Opinión

Disección del Fránkensmont

La euforia con la que Sánchez celebró su investidura, seguida de su disfrute rellenando la quiniela del nuevo Gobierno, es este miércoles un vago recuerdo porque tras la fiesta hay que recoger y limpiar el desorden que ha dejado el guateque de la impunidad. Ni una semana de cortesía le han dado sus socios podemitas, ni tampoco el Parlamento Europeo, que hoy debate sobre la situación del Estado de derecho y la ley de amnistía en España. El Estado y el Derecho están amenazados por la lawfare y el Fránkensmont, que es la nueva versión del Sánchestein, con la incorporación del prófugo Carles y su siniestro flequillo amnistiado. El Fránkensmont significa la resurrección del monstruo de 2017 que ocasionó violencia, la intervención del Rey y de los tribunales, la huida cobardica del maletero, un juicio histórico con penas de cárcel y los indultos. Y el Fránkensmont también es el enterramiento de la separación de poderes, de la igualdad entre territorios y ciudadanos y de la victoria de la ley sobre la rebelión sediciosa y la malversación corrupta.

Pedro Sánchez ha dejado de ser el líder del jovencito Fránkenstein para convertirse en el padrino de la amnistía que reparte clemencia judicial como si España y los tribunales fueran suyos, como si la otra mitad de los españoles que rechaza la forma en la que se ha comprado la presidencia del Gobierno no existiera y fuera más ultra y más delincuente que los socios condenados con los que pacta. La mitad de España es etiquetada de facha y reaccionaria, mientras que la mitad que apoya a Sánchez es progresista aunque haya herederos políticos de la banda terrorista Eta, partidos de derecha burguesa como Junts y el PNV y comunistas bolivarianos podemitas como ese puzzle llamado Sumar, que lloriquea por la derrota peronista en Argentina a manos de otro ultra liberal como Milei.

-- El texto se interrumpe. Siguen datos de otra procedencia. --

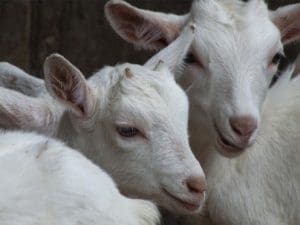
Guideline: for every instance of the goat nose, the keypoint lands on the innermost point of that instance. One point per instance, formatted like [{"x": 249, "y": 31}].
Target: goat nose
[
  {"x": 243, "y": 125},
  {"x": 196, "y": 185}
]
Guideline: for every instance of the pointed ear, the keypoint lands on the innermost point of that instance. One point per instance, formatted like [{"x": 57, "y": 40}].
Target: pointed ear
[
  {"x": 297, "y": 65},
  {"x": 173, "y": 56},
  {"x": 18, "y": 111},
  {"x": 146, "y": 29},
  {"x": 67, "y": 84},
  {"x": 287, "y": 19}
]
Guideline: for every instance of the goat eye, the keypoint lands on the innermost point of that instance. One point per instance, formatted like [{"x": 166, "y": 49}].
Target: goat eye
[
  {"x": 190, "y": 59},
  {"x": 277, "y": 58},
  {"x": 128, "y": 131}
]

El Fránkensmont es la era por la que transita España en la que el Gobierno y sus socios pueden decir y hacer lo que quieran dentro y fuera del Congreso, mientras que a la oposición la acusan de alentar la violencia o la borran del diario de sesiones por hablar de golpe de Estado. Y golpe de Estado es lo que Puigdemont y sus colegas independentistas perpetraron en 2017 contra la integridad de España, sin disparos ni uniformes como el 23-F, pero con toda inconstitucionalidad sentenciada por el Supremo. El Fránkensmont viene a ser una deshonra para el interés general, que no persigue el bien común sino el bien particular de Sánchez y sus socios. Acuñamos pues, aquí y ahora, el término Fránkensmont, que sirve para definir la legalidad de una elección, pero también la amoralidad con la que se ha logrado. El Fránkensmont es el nuevo régimen que pretende liquidar el del 78, que sortea la Constitución por los atajos traseros con pactos impensables y que mete a España en una polarización premeditada y una confrontación calculada. El Fránkensmont fue creado en un laboratorio secreto de Waterloo, sin el conocimiento electoral debido, con oscurantismo y sin la participación de la mitad del pueblo español representado por PP y Vox.